DEMOCRAZY.ID – Perdebatan antara pakar hukum tata negara Feri Amsari dan filsuf Rocky Gerung mengenai pemerintahan Presiden Prabowo Subianto turut mendapat sorotan Dosen Ilmu Sosiologi Universitas Negeri Jakarta (UNJ) Ubedilah Badrun.
Ubedilah secara khusus menanggapi pandangan Rocky Gerung yang menyebut pemerintahan Prabowo sedang menjalankan sosialisme.
Menurut Ubedilah, label tersebut perlu diuji dengan melihat praktik kekuasaan dan ekonomi yang berlangsung, bukan hanya sejumlah program pemerintah.
Ubedilah bahkan menilai narasi mengenai “sosialisme Prabowo” dapat dibaca sebagai cara Rocky Gerung menjelaskan sekaligus melindungi posisi politiknya di tengah anggapan bahwa dirinya mendukung pemerintahan Prabowo.
Penilaian tersebut merupakan pandangan politik Ubedilah terhadap posisi Rocky.
“Tadi saya katakan bahwa itu adalah narasi sebagai tempat persembunyian seorang Rocky Gerung karena Rocky Gerung mau membantah bahwa dia adalah “antek-antek Prabowo“. Enggak mungkin dong dia akan menjelaskan posisi politik aslinya itu. Bagaimana kita bisa meyakini atau membenarkan Prabowo sedang menjalankan sosialisme,” kata Ubedilah dalam diskusi yang membahas perdebatan tersebut.
Menurut Ubedilah, pembahasan mengenai sosialisme pemerintahan Prabowo perlu terlebih dahulu menjelaskan sosialisme yang dimaksud.
Ia mempertanyakan dasar yang digunakan untuk memasukkan kebijakan pemerintahan saat ini ke dalam kategori tersebut.
“Kalau diurai narasi bahwa Prabowo sedang menjalankan sosialisme, itu menurut saya jika diurai tidak benar. Sosialisme yang mana dulu?, Prabowo tidak pernah menemukan pemikiran otentik Prabowo tentang menafsirkan, menganalisis sosisalisme, yang ada narasi heroik, nasionalisme, kedaulatan negara, dan antek-antek asing. Sosialisme itu tidak musuh dengan pihak asing, tapi sosialisme itu dia bermusuhan dengan kapitalisme. Nah Prabowo ketika masuk ke ranah bisnis, itu praktik kapitalisme,” ujarnya.

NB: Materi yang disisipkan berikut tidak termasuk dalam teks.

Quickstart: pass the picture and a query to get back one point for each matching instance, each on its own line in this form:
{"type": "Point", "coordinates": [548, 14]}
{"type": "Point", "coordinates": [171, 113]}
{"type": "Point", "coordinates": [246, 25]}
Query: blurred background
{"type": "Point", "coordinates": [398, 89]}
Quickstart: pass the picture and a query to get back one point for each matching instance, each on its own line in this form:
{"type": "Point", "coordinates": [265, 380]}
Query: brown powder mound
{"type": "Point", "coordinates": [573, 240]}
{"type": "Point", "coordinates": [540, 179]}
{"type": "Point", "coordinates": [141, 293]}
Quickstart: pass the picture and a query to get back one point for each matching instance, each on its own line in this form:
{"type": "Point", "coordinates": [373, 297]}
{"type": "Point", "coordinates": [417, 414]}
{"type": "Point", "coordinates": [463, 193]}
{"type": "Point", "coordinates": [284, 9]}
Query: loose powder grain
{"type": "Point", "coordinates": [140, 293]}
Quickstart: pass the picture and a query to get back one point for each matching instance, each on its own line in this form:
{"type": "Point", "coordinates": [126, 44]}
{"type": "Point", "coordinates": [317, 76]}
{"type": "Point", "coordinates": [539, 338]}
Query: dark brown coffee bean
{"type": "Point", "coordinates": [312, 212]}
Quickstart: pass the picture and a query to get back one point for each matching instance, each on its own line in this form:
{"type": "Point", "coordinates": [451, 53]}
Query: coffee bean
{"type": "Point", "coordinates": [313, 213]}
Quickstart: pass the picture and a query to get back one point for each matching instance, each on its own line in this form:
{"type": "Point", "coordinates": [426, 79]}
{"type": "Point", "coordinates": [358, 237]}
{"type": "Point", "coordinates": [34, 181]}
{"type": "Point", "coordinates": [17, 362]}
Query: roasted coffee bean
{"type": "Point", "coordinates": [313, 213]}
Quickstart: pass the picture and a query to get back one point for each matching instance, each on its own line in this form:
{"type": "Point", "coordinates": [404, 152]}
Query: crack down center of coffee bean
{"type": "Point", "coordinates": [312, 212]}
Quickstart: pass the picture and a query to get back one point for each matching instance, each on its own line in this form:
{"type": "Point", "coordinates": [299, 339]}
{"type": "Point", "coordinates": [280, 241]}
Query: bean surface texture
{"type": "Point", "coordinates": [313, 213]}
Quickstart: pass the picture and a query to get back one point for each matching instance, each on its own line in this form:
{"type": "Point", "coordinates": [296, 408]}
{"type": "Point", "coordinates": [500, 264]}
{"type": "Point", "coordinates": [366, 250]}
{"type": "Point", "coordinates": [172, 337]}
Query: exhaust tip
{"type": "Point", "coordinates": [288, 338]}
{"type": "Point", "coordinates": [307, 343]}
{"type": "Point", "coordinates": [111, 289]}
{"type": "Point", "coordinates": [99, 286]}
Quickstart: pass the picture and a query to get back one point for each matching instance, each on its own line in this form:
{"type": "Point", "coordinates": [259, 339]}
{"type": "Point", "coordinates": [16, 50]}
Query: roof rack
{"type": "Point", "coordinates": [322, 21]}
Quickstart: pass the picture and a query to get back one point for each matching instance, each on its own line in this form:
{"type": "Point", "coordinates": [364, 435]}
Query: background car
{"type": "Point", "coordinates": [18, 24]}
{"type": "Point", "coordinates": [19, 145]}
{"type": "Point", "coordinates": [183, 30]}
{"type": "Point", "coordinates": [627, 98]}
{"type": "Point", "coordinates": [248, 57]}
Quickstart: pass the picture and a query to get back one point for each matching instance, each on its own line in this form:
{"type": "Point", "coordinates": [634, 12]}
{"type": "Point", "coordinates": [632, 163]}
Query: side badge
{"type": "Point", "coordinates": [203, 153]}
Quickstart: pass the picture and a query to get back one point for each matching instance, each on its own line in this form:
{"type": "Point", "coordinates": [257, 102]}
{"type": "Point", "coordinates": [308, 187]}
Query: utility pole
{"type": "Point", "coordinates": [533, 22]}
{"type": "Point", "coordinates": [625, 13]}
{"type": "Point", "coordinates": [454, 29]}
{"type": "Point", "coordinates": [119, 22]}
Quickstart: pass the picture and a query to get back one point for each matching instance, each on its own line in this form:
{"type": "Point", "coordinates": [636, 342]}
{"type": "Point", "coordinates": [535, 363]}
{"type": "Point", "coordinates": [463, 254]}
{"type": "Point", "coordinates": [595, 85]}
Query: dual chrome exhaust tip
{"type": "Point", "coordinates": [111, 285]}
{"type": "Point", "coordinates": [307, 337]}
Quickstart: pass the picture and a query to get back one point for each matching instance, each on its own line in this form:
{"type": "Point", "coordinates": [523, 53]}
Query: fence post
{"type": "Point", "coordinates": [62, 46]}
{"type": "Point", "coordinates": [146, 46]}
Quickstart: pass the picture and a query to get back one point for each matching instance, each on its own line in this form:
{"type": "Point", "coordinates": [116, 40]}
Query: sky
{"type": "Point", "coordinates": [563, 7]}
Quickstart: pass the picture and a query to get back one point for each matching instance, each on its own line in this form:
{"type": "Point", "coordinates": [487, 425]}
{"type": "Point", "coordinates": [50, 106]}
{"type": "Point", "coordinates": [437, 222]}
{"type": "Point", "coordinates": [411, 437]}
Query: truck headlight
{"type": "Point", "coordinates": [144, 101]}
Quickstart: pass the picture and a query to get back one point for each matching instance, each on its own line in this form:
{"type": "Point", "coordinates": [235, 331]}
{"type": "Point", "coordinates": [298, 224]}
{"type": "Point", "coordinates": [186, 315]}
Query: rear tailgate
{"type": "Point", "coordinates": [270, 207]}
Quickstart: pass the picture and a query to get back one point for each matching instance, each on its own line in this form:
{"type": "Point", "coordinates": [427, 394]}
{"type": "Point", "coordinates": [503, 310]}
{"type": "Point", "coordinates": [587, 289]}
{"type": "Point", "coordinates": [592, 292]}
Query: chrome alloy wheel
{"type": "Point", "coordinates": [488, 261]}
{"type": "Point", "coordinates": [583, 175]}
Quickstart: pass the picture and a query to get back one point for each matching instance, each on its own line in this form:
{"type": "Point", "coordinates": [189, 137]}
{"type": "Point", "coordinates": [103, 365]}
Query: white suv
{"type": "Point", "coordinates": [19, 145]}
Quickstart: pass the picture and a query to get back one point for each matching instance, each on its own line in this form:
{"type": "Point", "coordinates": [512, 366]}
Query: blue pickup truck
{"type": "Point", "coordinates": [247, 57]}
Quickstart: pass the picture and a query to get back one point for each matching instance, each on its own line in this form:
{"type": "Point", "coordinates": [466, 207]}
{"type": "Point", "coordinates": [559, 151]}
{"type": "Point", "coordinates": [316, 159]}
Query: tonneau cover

Ubedilah juga mempertanyakan penggunaan program Makan Bergizi Gratis (MBG) dan Koperasi Desa/Kelurahan Merah Putih (KDMP) sebagai dasar untuk menyebut pemerintahan Prabowo menjalankan sosialisme.
Menurut dia, keberadaan program tersebut tidak secara otomatis menjadikan keseluruhan praktik ekonomi pemerintahan sebagai sosialisme.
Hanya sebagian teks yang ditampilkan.